Sex, Food and Photography.

28 Nov

Written and photographed by Rebekah Peppler
As you read, please enjoy my current fetishes throughout…
Giada, Nigella and Rachael are all doing it, heck even Thomas Keller is doing it. It glistens, it envelops, it’s like velvet on the tongue. Are we talking about the same thing here?

The phrase “food porn” sauntered into the spotlight via Frederick Kaufman’s aptly titled article, “Debbie does salad the Food Network at the frontiers of pornography.” Originally published in 2005 by Harper’s Magazine, the term quickly vaulted into our vocabulary through the likes of Anthony Bourdain and has definitively, and lasciviously, stuck.

In Kaufman’s piece he works with a photographer (who based much of her career in the porn industry) to compare the striking parallels between porn films and Food Network shows. Especially startling is the analysis of camera techniques. Imagine Giada with her beguiling smile and trademark low-cut top squeezing a lemon – close-up on the curvaceous, dripping lemon, then Giada, back to the lemon – you get the picture.

Besides television’s seductive presentation of food, there’s the good old-fashioned photography. Not that we’re complaining. Who doesn’t love a beautiful shot of food? Whose lips do not part slightly while peering at the perfect composed covers of Saveur, Gourmet, Food & Wine and Bon Appetit?

A still of freshly-made pasta coaxed into shapely tortellini or a close-up of a juicy burger, cheese dripping off the perfectly formed patty onto its unfailingly plump bun. These shots are products of an ideal trifecta of light, focus and composition. Since food porn is a delight to sit back and enjoy as well as actively participate in (as I do on an markedly frequent basis) here’s a few starter tips:

1. Lighting is key. More precisely, natural lighting is key. Think of the sexiest times of day and use those as your ideal times to shoot. Morning’s hazy sun, slinking through the shades or early evening’s sultry shadow creeping into to steal the day away are both perfect moments to capture your creation on film.

2. Focus on something special in your piece. Isn’t it true that the small – sometimes lacy – details make all the difference? Whether it be the tip of that perfect berry atop your tartlette or the ripple of molten chocolate ganache languidly making it’s way down the edge of that triple chocolate layer cake, spotlight that special something and narrow your focus to get up close and personal.

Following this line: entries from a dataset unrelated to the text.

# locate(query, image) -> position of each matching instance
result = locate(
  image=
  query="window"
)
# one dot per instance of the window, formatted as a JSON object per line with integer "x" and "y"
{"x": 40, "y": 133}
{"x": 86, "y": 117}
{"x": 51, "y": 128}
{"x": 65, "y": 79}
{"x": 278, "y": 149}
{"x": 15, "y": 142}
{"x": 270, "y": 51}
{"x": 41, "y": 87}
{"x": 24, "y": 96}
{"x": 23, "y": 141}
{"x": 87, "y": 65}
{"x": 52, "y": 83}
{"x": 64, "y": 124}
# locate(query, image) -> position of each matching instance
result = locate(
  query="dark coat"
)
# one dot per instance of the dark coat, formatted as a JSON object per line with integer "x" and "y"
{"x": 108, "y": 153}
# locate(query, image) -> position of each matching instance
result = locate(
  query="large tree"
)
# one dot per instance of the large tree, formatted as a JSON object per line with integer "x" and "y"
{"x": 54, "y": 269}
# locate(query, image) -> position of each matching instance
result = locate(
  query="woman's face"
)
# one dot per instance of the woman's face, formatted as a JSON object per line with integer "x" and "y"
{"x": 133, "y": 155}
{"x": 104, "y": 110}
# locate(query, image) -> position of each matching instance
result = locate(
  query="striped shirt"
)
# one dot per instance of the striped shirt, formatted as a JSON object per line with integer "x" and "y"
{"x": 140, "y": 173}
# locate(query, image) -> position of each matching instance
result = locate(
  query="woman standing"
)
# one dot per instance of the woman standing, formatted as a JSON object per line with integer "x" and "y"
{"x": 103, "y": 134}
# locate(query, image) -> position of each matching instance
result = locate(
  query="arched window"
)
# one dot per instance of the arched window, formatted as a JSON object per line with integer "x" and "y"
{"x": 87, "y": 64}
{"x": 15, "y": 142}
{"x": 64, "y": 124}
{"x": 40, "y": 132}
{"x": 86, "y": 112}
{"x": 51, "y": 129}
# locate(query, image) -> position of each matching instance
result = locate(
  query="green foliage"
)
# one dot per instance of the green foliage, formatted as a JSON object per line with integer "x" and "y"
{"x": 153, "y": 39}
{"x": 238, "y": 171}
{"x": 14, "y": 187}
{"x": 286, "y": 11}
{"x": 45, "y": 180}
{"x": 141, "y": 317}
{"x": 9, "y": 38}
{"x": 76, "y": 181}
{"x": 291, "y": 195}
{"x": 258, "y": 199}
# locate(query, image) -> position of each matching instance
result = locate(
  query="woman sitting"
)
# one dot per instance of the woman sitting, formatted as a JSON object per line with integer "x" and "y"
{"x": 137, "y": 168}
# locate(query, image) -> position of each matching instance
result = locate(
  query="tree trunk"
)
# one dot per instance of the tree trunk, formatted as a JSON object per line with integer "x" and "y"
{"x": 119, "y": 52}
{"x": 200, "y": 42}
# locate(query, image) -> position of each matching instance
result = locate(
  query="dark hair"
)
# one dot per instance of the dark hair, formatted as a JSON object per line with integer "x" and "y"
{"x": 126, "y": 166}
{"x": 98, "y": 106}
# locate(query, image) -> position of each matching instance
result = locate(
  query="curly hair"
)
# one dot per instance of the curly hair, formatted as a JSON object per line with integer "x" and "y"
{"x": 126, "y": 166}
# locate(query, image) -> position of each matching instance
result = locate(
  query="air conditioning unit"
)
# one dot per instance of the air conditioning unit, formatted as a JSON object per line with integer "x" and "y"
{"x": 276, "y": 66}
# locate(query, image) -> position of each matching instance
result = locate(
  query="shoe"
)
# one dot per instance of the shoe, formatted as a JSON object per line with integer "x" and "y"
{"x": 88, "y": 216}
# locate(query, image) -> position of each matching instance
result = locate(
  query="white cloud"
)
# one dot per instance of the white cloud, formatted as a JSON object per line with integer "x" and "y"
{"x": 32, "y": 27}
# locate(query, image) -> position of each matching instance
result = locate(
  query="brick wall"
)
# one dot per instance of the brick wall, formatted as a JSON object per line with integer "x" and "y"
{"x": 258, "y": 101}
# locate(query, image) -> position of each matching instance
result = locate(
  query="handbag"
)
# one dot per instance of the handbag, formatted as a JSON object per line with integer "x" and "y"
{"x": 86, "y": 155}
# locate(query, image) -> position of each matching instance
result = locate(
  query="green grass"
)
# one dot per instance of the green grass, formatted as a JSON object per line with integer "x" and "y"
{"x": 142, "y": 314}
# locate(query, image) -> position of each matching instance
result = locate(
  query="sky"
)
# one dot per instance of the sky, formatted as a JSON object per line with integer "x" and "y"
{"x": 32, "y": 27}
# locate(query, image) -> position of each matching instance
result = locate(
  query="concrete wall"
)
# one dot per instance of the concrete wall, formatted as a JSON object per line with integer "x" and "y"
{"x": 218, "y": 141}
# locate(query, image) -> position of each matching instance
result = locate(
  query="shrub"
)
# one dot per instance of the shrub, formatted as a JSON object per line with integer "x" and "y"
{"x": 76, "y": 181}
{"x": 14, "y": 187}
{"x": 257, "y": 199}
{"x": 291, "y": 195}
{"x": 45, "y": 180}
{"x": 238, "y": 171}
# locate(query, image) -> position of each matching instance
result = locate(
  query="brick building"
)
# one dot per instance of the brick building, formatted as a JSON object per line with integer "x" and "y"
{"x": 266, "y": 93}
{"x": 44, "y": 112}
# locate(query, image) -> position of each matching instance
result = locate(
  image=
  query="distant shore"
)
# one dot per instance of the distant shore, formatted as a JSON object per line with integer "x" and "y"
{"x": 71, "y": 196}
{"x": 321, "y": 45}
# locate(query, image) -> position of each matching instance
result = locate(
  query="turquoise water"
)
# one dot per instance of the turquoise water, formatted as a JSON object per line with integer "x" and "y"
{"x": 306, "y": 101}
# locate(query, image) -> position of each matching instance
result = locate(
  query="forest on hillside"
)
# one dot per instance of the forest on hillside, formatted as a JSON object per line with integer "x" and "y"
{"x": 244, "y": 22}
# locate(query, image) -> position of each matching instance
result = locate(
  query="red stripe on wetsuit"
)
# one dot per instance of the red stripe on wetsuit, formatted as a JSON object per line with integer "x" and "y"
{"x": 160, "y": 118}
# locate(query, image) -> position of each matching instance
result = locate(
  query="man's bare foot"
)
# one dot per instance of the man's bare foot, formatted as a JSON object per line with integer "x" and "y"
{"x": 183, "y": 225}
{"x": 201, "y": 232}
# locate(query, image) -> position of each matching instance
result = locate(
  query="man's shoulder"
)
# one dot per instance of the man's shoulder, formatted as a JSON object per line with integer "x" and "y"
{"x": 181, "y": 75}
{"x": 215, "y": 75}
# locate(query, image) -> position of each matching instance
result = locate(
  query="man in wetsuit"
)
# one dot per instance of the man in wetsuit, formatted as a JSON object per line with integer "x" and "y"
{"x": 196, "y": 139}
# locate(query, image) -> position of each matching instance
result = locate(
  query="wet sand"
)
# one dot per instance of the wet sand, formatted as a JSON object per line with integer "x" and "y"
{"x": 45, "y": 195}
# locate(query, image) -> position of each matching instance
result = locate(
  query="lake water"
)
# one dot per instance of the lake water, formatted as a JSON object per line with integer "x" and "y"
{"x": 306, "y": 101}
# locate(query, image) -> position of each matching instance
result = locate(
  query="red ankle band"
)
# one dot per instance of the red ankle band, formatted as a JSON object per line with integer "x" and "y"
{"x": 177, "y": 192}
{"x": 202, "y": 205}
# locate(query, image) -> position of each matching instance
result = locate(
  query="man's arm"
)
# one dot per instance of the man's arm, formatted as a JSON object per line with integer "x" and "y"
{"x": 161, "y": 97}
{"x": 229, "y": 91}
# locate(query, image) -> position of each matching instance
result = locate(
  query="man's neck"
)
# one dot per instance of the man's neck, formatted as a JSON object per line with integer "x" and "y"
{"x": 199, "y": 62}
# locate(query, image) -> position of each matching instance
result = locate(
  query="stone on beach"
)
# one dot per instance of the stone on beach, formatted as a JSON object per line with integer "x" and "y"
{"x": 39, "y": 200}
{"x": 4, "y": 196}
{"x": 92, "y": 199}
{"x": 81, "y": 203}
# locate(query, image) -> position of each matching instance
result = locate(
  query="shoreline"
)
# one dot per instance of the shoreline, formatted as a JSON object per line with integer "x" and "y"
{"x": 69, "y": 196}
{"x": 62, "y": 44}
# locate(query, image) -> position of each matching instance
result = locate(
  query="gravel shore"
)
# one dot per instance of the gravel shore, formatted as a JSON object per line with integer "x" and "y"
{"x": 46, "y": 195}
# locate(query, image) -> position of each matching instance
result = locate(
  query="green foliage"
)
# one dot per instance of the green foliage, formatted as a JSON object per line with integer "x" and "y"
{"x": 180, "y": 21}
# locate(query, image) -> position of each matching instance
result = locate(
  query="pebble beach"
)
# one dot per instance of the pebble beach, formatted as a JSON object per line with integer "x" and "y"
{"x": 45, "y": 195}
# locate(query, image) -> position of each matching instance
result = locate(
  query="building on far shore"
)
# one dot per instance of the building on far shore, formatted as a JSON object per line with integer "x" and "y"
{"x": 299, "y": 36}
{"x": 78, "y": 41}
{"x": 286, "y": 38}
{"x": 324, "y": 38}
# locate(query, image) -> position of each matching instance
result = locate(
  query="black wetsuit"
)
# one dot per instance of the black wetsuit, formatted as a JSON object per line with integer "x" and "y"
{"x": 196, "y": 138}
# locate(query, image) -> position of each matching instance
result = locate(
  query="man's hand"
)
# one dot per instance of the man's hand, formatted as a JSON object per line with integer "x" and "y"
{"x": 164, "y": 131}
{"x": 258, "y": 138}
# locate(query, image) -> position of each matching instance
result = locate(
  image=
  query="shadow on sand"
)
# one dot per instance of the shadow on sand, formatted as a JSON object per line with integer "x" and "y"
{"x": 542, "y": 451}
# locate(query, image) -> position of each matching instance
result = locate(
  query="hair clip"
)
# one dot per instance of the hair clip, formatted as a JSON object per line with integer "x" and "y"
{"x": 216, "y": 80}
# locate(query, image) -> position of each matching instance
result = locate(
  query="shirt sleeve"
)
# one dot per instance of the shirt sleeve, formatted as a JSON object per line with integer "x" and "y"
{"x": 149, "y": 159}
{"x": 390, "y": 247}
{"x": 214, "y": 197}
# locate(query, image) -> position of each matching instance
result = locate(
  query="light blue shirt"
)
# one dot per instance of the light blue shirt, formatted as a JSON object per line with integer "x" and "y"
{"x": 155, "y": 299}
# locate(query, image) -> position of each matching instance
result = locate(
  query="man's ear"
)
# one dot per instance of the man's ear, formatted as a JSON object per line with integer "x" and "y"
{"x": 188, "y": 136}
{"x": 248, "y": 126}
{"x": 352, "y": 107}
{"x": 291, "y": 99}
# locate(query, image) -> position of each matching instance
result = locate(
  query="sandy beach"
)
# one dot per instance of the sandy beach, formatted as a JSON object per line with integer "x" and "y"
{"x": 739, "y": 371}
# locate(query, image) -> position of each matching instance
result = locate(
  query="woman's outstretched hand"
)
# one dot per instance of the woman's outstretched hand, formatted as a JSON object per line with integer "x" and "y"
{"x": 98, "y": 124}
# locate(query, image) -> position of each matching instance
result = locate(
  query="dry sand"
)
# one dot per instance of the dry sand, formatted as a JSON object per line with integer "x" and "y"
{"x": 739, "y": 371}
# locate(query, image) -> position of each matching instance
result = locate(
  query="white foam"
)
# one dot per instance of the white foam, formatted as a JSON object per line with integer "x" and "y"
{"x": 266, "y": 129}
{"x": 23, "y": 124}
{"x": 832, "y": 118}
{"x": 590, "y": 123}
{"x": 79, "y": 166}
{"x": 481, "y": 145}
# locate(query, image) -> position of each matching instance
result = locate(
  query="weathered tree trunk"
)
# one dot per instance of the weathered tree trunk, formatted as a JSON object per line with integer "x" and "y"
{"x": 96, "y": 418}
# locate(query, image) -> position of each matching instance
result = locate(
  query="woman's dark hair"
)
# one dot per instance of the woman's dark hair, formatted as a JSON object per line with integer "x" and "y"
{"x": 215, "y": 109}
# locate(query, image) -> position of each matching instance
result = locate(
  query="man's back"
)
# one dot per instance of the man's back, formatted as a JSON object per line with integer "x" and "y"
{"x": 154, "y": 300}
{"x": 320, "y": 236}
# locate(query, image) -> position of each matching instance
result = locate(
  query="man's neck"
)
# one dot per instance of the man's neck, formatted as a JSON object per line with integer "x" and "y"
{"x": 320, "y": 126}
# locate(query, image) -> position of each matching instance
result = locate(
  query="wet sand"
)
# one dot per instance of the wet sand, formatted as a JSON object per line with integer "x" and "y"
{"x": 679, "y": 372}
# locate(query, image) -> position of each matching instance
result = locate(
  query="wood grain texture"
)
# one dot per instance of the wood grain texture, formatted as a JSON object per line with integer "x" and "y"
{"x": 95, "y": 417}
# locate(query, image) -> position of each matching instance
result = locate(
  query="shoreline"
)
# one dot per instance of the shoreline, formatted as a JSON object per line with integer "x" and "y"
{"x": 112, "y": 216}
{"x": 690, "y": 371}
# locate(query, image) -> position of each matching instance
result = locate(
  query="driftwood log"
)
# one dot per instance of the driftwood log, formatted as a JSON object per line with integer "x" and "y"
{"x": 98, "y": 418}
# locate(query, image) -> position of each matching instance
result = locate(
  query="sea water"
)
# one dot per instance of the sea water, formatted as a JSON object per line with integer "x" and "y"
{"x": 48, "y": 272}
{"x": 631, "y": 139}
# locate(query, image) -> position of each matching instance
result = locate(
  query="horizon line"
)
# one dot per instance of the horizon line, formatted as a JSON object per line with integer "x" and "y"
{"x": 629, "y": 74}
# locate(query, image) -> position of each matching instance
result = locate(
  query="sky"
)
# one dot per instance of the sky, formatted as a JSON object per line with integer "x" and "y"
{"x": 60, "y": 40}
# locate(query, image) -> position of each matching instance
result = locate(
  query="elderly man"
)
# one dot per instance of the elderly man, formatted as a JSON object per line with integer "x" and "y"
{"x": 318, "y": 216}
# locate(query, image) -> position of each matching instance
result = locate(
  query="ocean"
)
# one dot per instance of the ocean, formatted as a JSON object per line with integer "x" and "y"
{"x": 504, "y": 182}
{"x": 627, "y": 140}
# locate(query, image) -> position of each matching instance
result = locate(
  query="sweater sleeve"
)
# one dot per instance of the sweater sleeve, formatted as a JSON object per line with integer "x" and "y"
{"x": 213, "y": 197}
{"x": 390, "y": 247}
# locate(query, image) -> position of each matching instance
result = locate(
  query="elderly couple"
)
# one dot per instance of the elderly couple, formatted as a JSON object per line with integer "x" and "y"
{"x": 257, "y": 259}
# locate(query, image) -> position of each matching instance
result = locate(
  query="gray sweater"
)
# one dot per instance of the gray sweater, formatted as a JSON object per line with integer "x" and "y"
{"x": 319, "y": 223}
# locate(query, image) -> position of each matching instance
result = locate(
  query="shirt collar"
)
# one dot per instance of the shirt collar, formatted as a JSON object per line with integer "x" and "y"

3. Compose your piece to bring your viewer right in there with you. Take a bite out of that vivacious red velvet cupcake, leave just a few crumbs of a cookie lingering on the plate. Let your viewer feel like they could use their finger to swipe up the leftovers or finish what you started. Leave something to the imagination (just because it’s – food – porn doesn’t mean it can’t be a bit classy right?) Crop out the end of that croissant, remove a basket of overflowing tomatoes from the table full of them. Leave it up to the viewer to fill in the gaps – you know they want to.